We, as a society, will need to come to terms with the fact that true free-will and genuine responsibility in the sense people want it to be true are not scientifically (or philosophially) viable. Instead, our apportioning of blame, or not, to individuals for their actions is based on a blend of culture and evolutionary traits.
chimes in Elan from Boca Raton.

Neither commenter explains how that has been demonstrated, and for a very good reason: It hasn't been demonstrated. Rather, it is a central tenet of materialism! If you are a materialist, you will believe that that is true and you will look for confirmation. You will ignore or treat as a problem any evidence that it is not true.

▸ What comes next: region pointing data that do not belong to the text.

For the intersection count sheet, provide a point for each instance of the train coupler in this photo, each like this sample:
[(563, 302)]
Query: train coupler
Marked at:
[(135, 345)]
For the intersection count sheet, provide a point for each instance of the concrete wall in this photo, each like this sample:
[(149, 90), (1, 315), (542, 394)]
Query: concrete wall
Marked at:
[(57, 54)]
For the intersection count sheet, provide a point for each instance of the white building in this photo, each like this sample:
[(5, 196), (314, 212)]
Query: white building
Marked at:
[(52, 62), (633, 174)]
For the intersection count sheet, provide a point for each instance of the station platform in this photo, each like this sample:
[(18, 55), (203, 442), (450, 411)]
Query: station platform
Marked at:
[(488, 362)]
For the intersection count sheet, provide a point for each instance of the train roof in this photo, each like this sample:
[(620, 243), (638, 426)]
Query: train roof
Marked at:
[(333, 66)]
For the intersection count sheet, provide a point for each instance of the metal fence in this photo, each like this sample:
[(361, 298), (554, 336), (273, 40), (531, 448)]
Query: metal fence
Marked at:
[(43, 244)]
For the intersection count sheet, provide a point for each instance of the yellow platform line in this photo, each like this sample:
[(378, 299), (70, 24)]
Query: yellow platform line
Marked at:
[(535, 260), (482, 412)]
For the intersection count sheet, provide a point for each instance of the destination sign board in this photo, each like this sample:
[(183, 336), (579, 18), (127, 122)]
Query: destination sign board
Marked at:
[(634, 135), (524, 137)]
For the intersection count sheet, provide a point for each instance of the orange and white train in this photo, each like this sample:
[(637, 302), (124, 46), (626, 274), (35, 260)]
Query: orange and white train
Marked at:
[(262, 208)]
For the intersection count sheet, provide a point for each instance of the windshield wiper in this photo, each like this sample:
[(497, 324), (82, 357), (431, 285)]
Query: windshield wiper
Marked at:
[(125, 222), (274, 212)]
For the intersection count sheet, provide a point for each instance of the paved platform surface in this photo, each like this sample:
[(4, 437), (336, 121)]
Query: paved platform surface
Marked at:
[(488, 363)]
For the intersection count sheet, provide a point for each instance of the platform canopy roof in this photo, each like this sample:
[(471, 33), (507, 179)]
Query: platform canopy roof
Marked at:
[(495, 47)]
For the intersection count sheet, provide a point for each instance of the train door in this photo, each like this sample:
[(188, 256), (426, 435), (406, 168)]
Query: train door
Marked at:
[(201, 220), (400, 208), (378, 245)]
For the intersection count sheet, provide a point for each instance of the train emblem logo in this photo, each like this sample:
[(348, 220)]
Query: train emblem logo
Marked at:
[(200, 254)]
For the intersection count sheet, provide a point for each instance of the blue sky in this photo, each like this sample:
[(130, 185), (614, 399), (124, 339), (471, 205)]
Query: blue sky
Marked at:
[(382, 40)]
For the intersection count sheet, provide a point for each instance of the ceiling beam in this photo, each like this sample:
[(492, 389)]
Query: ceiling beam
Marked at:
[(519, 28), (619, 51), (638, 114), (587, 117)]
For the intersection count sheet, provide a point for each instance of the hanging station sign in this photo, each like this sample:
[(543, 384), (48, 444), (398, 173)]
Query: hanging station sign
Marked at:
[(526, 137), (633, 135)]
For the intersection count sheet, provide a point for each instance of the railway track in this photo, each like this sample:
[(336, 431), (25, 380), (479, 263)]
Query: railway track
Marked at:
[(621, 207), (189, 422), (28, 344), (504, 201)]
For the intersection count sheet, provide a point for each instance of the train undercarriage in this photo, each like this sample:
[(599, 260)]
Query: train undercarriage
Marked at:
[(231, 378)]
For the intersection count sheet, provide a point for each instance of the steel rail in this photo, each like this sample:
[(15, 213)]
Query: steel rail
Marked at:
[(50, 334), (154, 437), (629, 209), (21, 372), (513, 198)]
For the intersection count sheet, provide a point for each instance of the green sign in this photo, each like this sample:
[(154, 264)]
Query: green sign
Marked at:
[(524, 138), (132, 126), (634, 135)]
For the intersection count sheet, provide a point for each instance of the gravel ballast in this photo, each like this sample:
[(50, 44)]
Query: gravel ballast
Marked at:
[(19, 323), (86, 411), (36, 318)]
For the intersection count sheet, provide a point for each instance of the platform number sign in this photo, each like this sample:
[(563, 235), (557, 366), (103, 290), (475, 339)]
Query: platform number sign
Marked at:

Read the Introduction to The Spiritual Brain here for a look at the actual state of the evidence, which is quite different from what the materialist implies. Note, for example, that a recent edition of Scientific American we read:
How Does Consciousness Happen

Two leading neuroscientists, Christof Koch and Susan Greenfield, disagree about the activity that takes place in the brain during subjective experience

By Christof Koch and Susan Greenfield

Well, if there is still debate even about what activity takes place (and this doesn't even address the "hard problems" of consciousness), you can be pretty sure that materialists have not made their case.

In the end, neurolaw is just another materialist fad like Freudianism or Marxism or Darwinism. My brain made me do it instead of my mother made me do it or my class position made me do it or my animal ancestors made me do it.

The best argument for the self ever devised is the strange fact that, whenever there's trouble, the only one who DIDN'T do it is me.